Some Japanese people think they have little linguistic talent to acquire the English language. Self-scorn is apparent in the opinion, but if they speak only minimal English after the six years of study in the mandatory education, pessimism may have a reason to exist. Some people will continue to study for two more years in university and the total duration of English study will reach eight years. Yet, if someone can only say, “Yes, a little,” to the question of, “Do you speak English?” the self-damaging claim of, “I don’t have a language talent because I don’t speak English after eight years of study,” is reasonable.
Good news is this pessimism has no proof. I have recently taught English to a group of Japanese men and women who worked for a marine transportation company. Four months prior to the class, they were college students. When they joined the company, they were sent to the ocean for oil-tanker navigation training. A side effect is that they have become fluent speakers of English, a result of talking to Pilipino crewmembers in English on a daily base. They impressed me with their language skills not only to do simple tasks but also to talk about the life of novice sailors, a level that usually requires three years for Japanese people to take. Let me add that the young sailors are intelligent people but not linguistic elites.

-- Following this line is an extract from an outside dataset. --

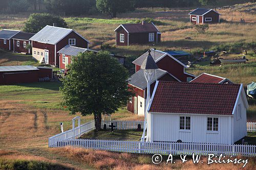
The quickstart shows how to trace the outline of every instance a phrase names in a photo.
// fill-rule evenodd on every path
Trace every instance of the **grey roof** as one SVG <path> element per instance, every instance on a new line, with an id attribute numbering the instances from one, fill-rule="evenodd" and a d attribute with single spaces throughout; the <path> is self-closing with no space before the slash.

A simple but proven theory is that if you want to become a better speaker of English, speak more; if you want to become a better writer of English, write more; if you want to become a better reader of English, read more; and if you want to become a better listener of English, listen more. This speaking for speaking, writing for writing, reading for reading, and listening for listening principle is perhaps easy to accept. A harder part to understand is what is happening in the brain of English learners.

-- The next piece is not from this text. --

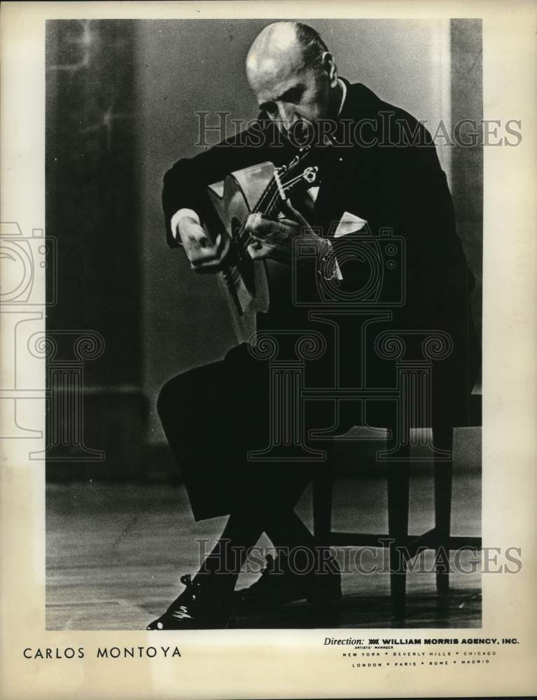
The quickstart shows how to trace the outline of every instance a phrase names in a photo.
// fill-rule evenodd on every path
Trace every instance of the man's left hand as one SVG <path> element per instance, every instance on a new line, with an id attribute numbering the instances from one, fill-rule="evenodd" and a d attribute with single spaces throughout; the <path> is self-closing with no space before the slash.
<path id="1" fill-rule="evenodd" d="M 288 202 L 285 203 L 284 218 L 274 219 L 265 214 L 250 214 L 246 229 L 253 239 L 248 251 L 254 260 L 267 258 L 290 265 L 293 261 L 293 247 L 298 238 L 315 246 L 319 255 L 326 249 L 327 241 L 312 229 L 304 217 Z"/>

I would never claim I am an expert of cognitive science, but according to what I have learned in the class of cognitive psychology, the four skills of reading, writing, listening, and speaking English have two separate cognitive meanings: reading and writing as visual information and listening and speaking as auditory information. The visual and auditory information is executed in different parts of the brain, which are not mutually exclusive events but somehow can affect with each other.

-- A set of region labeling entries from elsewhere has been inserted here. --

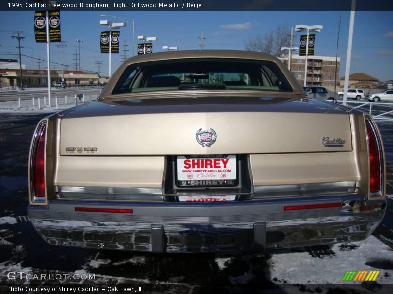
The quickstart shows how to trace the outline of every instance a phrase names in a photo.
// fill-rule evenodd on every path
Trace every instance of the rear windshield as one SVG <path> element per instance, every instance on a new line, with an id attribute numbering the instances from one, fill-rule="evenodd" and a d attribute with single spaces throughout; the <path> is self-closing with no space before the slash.
<path id="1" fill-rule="evenodd" d="M 274 62 L 204 58 L 132 64 L 112 94 L 226 89 L 292 91 Z"/>

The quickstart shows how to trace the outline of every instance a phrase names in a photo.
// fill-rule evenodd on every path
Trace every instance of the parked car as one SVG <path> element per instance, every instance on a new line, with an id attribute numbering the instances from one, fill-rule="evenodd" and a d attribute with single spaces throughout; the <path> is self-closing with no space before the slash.
<path id="1" fill-rule="evenodd" d="M 54 87 L 55 88 L 65 88 L 67 84 L 65 83 L 62 83 L 61 82 L 58 82 L 58 83 L 52 85 L 52 87 Z"/>
<path id="2" fill-rule="evenodd" d="M 393 101 L 393 90 L 386 90 L 384 91 L 371 96 L 367 95 L 368 101 L 379 102 L 380 101 Z"/>
<path id="3" fill-rule="evenodd" d="M 336 95 L 330 90 L 324 87 L 309 86 L 303 87 L 307 97 L 318 100 L 336 100 Z"/>
<path id="4" fill-rule="evenodd" d="M 261 53 L 132 57 L 98 101 L 38 123 L 29 219 L 53 245 L 153 252 L 364 239 L 386 205 L 377 125 L 305 98 Z"/>
<path id="5" fill-rule="evenodd" d="M 344 92 L 339 92 L 338 96 L 340 97 L 340 99 L 342 99 L 344 98 Z M 347 92 L 347 98 L 352 98 L 354 100 L 364 99 L 365 92 L 363 90 L 359 90 L 358 89 L 348 89 L 348 92 Z"/>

In sum, reading, writing, listening, speaking are processed in different parts of the brain but not in a mutually exclusive manner. So, if you read English, for instance, it will help you speak English. If you write English, it will help you speak English. This is why grammar and translation are effective for gaining speaking skills. However, speaking practices for speaking skills is a more effective method for higher speaking comprehension.
If I say, “If you want to learn how to swim, go to a swimming pool and swim,” Perhaps nobody will disagree. If I say, “If you want to speak English, go to a bookstore, buy a book titled “How to Swim,” go home, and practice swimming strokes,” I know you will disagree. Or, I should give the benefit of doubt and say, “If you do that for eight years, you will not drown,” which is what the grammar translation principle does.